I have been listening to Tygodnik Literacki -- Literature Weekly -- on Warsaw's PR2; nothing like this anywhere else in the world: the style of conversation, the insights, the refinement; why is all English language literary talk invariably tied up with political issues and programs?

Also getting up at 3 am to listen to the poetry corner (which is on at midnight). Is it possible that nobody in the west has thought to construct radio plays made up entirely of selections of poems?

Otto van Karajanstein said...

I wish I knew why so much english language talk is tied to political economy. But then I guess that's why I read Heaven Tree instead of the Wall Street Journal...

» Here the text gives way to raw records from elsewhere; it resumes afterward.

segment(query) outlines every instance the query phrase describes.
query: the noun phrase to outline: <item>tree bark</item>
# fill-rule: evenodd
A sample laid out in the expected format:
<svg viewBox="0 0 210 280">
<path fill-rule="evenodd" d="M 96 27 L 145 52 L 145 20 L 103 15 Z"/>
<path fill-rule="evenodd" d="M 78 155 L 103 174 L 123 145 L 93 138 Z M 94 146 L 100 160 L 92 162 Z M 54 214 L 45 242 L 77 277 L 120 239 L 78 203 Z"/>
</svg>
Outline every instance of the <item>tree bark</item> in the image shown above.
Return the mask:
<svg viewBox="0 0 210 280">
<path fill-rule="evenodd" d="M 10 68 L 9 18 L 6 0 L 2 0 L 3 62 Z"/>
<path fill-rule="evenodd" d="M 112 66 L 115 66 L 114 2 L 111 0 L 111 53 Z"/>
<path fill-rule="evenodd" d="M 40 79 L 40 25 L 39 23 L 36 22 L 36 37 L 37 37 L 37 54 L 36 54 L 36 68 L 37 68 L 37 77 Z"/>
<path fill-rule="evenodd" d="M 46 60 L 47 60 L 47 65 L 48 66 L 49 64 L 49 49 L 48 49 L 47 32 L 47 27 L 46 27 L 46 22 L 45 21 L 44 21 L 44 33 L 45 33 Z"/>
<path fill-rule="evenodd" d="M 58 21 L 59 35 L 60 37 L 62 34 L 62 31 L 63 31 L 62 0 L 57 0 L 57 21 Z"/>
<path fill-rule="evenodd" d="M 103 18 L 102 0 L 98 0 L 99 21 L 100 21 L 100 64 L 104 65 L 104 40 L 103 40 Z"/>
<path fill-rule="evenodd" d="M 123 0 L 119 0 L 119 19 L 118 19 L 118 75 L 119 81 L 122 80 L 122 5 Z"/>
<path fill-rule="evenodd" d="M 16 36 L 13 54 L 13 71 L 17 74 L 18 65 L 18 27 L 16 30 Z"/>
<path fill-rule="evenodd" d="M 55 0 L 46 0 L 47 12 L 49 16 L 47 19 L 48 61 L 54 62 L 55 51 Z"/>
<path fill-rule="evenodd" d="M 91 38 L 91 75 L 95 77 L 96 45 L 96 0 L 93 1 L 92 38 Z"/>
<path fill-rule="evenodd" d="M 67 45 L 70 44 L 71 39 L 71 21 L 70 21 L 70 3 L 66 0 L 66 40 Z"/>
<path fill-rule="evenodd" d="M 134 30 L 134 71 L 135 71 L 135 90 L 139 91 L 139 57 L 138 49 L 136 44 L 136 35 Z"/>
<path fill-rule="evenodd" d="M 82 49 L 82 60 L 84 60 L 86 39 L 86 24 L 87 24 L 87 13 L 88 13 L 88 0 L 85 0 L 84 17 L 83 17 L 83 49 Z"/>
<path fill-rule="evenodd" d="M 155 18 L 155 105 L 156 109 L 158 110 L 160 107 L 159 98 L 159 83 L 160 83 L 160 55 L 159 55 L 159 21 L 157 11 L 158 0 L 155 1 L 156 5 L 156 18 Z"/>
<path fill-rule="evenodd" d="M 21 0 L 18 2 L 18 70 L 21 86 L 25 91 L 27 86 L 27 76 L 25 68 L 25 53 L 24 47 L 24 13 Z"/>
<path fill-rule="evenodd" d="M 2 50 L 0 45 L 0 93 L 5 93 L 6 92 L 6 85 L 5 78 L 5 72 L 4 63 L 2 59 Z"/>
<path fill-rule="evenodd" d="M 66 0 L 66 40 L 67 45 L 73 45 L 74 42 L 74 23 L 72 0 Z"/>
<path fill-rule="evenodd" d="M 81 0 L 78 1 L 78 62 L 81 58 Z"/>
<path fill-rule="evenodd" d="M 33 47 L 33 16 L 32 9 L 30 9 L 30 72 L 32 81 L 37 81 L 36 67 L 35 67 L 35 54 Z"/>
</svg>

I highly recommend HRT, and I should say that I still listen to polish radio, despite the fact that that I understand virtually none of it!

Gawain said...

i listen to PR2 mostly for the talk shows -- and radio plays. there was a fantastic radio play 2 weeks ago on the meeting of Rossini and Wagner in Paris. They debate art and music. Then, when the servant leaves and they are alone, Rossini asks Wagner what he does to retain such beautiful hair -- Rossini had gone completely bald. Wagner says nothing - that kind of head. Ah, says Rossini suddenly, yes, of course, a different head... that explains everything, doesn't it?

Otto van Karajanstein said...

I hate to say this, but I think CBC has dropped its radio play programs. If I'm wrong, I'd appreciate being corrected on that.

My problem with all these find slavic radio stations is that I do not understand them! And correcting that problem will take a lot of work, and hopefully by the time I can understand them, they won't have gone the way of our own "cultural" programming.